Introduction: Sleep disordered breathing (SDB) promotes structural myocardial changes and can trigger cardiac arrhythmias. Acromegalic patients have high prevalence of SDB and GHIGF1 excess is related to a specific cardiomyopathy characterized by concentric cardiac hypertrophy and diastolic dysfunction. The aim of this study was to assess the relationship between SDB and cardiac dysfunction on acromegalic patients.
Material and methods: Observational descriptive study of 32 acromegalic patients (14 men, 50.3±11.4 years, 21 treated with somatostatin analogues (SSA)) and 20 patients referred to the respiratory department for SDB study paired with acromegalic patients in sex, age and BMI (10 men, 53.2±12.7 years).

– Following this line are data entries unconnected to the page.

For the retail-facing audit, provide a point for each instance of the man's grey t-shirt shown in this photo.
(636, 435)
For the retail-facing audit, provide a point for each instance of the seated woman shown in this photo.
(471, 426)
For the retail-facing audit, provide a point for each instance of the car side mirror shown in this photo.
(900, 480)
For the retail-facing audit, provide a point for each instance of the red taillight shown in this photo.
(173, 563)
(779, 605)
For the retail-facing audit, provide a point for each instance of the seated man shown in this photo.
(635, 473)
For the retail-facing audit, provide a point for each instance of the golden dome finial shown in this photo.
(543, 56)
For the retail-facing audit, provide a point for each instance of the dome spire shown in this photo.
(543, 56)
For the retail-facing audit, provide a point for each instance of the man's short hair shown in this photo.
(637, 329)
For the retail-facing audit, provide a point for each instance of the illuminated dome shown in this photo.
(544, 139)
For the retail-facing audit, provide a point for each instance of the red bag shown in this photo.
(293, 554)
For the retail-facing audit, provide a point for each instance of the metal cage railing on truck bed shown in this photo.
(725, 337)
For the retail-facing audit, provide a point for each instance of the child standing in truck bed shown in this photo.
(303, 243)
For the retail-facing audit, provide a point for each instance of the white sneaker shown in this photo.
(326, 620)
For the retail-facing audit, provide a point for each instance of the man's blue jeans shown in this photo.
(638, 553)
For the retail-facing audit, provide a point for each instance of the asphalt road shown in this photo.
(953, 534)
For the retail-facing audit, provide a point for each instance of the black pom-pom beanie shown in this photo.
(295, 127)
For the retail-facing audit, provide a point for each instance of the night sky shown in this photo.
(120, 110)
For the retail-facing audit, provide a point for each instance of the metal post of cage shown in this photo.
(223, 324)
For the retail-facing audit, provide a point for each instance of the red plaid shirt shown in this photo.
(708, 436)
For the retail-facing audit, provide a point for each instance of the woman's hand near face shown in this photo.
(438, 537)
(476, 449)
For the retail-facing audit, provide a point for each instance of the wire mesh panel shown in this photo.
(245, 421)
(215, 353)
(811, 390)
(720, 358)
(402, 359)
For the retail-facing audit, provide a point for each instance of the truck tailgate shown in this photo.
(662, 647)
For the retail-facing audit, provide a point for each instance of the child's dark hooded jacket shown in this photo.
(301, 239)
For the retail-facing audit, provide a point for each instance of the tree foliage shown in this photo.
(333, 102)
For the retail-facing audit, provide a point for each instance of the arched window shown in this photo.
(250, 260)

Polysomnography, echocardiography and electrocardiography (ECG) were performed in all patients. Patients were defined having sleep-apnea (SA) if they had more than ten apneas or hypopnoeas per hour. Pearson, t-Student and χ2 tests were used for statistical analysis.
Results: 24 (75%) acromegalic patients and 15 (78.9%) controls had SA, all of them due to obstructive cause. 18 (58.1%) acromegalic patients and 6 (30%) controls had diastolic dysfunction of left ventricle (P=0.05). Patients with/without SSA did not have different prevalence of SA or cardiac dysfunction. Only acromegalic patients, but not controls, with SA compared with those without SA had higher diastolic LV diameter (49.7±6.9 vs 44.7±3.7, P=0.02) and higher pulmonary artery systolic pressure (35.3±4.5 vs 22.0±7.6, P=0.01). Moreover, they had a trend toward less cardiac frequency (72.6±7.7 vs 78.1±9.1, P=0.08), less ejection fraction (62.6±12.7 vs 71.4±10.4, P=0.09) and more alterations on ECG (50 vs 12.5%, P 0.09).
Conclusions: SDB is a risk factor to cardiac abnormalities in acromegalic and non acromegalic people. The prevalence of cardiac abnormalities in acromegaly is higher when SA is present, independent of the cure or control of acromegaly.